The rise and fall of wallpaper can be linked to fast interiors due to it’s a changeable nature. It was bought on in the 18th and 19th century when advances in machine-printing meant wallpaper industry took huge leaps. Further advances, however, flooded the market with cheaper paper and poor-quality workmanship, and people were steered towards painting. We have now found a shift back to wallpaper and the bolder, the better. There are fewer fears of clashing patterns or colours, with some even going for all four walls and the ceiling!
We have used wallpaper a lot more in projects in the last year and with a love of bold patterns and colour. We decided to paper a bedroom wall at home, although sourcing for ourselves is always so much harder and I have been sourcing the perfect finds which I wanted to share.
Here are some of our FINDDA favourites;
The ever-evolving design database inspired by a catalogue of historic designs and colours twisted into a wonderful blend of traditional and contemporary.
Beau Monde – A group of people are costumed for a parade in a work composed by Noémie Vallerand and made using various collage and painting techniques.
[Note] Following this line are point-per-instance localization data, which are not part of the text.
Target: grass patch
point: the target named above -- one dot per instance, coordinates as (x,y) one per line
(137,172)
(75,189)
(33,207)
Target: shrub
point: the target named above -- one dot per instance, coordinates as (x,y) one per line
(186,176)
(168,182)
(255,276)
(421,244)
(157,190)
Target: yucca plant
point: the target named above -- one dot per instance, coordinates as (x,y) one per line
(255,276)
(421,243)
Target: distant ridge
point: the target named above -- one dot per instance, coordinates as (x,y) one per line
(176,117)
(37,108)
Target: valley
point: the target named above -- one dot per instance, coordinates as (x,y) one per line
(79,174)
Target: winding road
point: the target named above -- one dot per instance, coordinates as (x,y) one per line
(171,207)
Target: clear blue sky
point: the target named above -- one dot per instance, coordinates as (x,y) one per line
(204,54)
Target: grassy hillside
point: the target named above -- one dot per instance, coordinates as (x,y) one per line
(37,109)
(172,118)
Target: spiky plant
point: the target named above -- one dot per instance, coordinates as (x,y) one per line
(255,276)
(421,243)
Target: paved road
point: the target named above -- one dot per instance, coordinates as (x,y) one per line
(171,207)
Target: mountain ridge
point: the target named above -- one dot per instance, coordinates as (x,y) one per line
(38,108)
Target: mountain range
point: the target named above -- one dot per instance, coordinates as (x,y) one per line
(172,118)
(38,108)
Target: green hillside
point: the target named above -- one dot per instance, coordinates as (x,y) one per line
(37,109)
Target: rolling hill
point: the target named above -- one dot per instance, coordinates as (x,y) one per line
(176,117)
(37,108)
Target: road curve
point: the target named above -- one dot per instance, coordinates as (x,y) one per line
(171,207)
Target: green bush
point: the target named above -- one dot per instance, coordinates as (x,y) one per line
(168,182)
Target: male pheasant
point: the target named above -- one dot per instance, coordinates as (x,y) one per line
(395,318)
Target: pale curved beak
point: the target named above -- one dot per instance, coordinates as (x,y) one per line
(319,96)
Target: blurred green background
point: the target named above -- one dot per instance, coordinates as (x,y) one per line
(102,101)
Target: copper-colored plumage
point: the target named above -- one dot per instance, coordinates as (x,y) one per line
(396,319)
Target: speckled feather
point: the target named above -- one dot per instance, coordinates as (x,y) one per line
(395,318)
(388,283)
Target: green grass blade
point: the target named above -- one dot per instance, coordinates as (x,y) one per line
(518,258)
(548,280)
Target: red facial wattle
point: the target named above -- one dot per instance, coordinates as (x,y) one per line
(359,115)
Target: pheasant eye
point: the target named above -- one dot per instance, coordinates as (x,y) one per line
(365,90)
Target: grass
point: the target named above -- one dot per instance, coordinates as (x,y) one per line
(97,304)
La Pannonie – LA PANNONIE reproduces an 18th-century wallpaper printed on wooden board that is preserved in the archives of Maison Pierre Frey. This rendition comes with a cylindrical print that remains close to the original craft technique
Pillare – Terra
Spot and Arrow- Blue
Rapture and Wright
Cloud gardens – Inspired by the work of Ernest Gimson. This fabric was designed as part of the “Arts & Crafts House, then and now” exhibition at Compton Verney. The exhibition saw Rapture & Wright join fellow contemporary designer-makers such as Sebastian Cox and Andrew Wicks, exhibit alongside their Arts & Crafts forebears. Cloud Garden features some of the plants used by Dan Pearson, as part of his wildflower meadow at Compton Verney
Peartree graphite – Inspired by American folk art, this motif will whisk you away to stories of old unleashing childlike enthusiasm for fairytales. Walkthrough an imaginative land, from dark rolling hills carpeted with wildflowers to a tree growing giant orange pears and a whole dance of mythical creatures along the way.
Wychwood Basil Green – inspired by 15th and 16th-century tapestries, Wychwood shows bushy-tailed creatures peering amongst hedgerows, blooming trees and rolling English hills. With a rich sense of folklore and the lyricism of rural land, Wychwood is made contemporary with a vibrant basil green motif.
Carnac Wallpaper – Textile designers Phyllis Barron and Dorothy Larcher lived and worked together for 30 years, achieving fame for their custom-designed fabrics, use of natural dyes and pioneering hand-block printing workshops in Hampstead and Painswick. Pairing Barron’s geometry-dominated designs with Larcher’s more organic aesthetic, the partnership won numerous high-profile commissions, including from Girton College, Cambridge, and Winchester Cathedral. Many of Barron and Larcher’s printing blocks are now in the collection of the Crafts Study Centre, University for the Creative Arts, which has collaborated with Christopher Farr Cloth to revive a selection of their influential designs.